For he had discovered everything, and now must bring matters to a crisis.
Adding to what he already knew, the story of an old nurse of Mlle. de la Verberie, the affidavit of an old servant who had always lived in the Clameran family, and the depositions of the Vesinet husband and wife who attended M. Lagors at his country house, the latter having been sent to him by Dubois (Fanferlot), with a good deal of information obtained from the prefecture of police, he had worked up a complete case, and could now act upon a chain of evidence without a missing link.
As he had predicted, he had been compelled to search into the distant past for the first causes of the crime of which Prosper had been the victim.
The following is the drama, as he wrote it out for the benefit of the judge of instruction, knowing that it would contain grounds for an indictment against the malefactors.
XII
THE DRAMA
About two leagues from Tarascon, on the left bank of the Rhone, not far from the wonderful gardens of M. Audibert, stood the chateau of Clameran, a weather-stained, neglected, but massive structure.

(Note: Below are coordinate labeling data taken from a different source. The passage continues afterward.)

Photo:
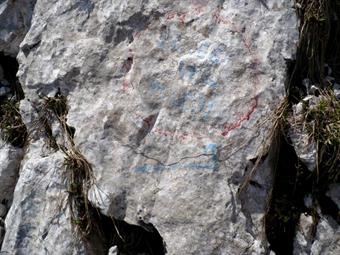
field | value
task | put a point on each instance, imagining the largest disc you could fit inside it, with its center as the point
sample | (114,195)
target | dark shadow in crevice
(129,239)
(292,181)
(10,67)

Here lived, in 1841, the old Marquis de Clameran and his two sons, Gaston and Louis.
The marquis was an eccentric old man. He belonged to the race of nobles, now almost extinct, whose watches stopped in 1789, and who kept time with the past century.
More attached to his illusions than to his life, the old marquis insisted upon considering all the stirring events which had happened since the first revolution as a series of deplorable practical jokes.
Emigrating with the Count d’Artois, he did not return to France until 1815, with the allies.
He should have been thankful to Heaven for the recovery of a portion of his immense family estates; a comparatively small portion, to be sure, but full enough to support him comfortably: he said, however, that he did not think the few paltry acres were worth thanking God for.
At first, he tried every means to obtain an appointment at court; but seeing all his efforts fail, he resolved to retire to his chateau, which he did, after cursing and pitying his king, whom he had worshipped.
He soon became accustomed to the free and indolent life of a country gentleman.
Possessing fifteen thousand francs a year, he spent twenty-five or thirty thousand, borrowing from every source, saying that a genuine restoration would soon take place, and that then he would regain possession of all his properties.
Following his example, his younger son lived extravagantly. Louis was always in pursuit of adventure, and idled away his time in drinking and gambling. The elder son, Gaston, anxious to participate in the stirring events of the time, prepared himself for action by quietly working, studying, and reading certain papers and pamphlets surreptitiously received, the very mention of which was considered a hanging matter by his father.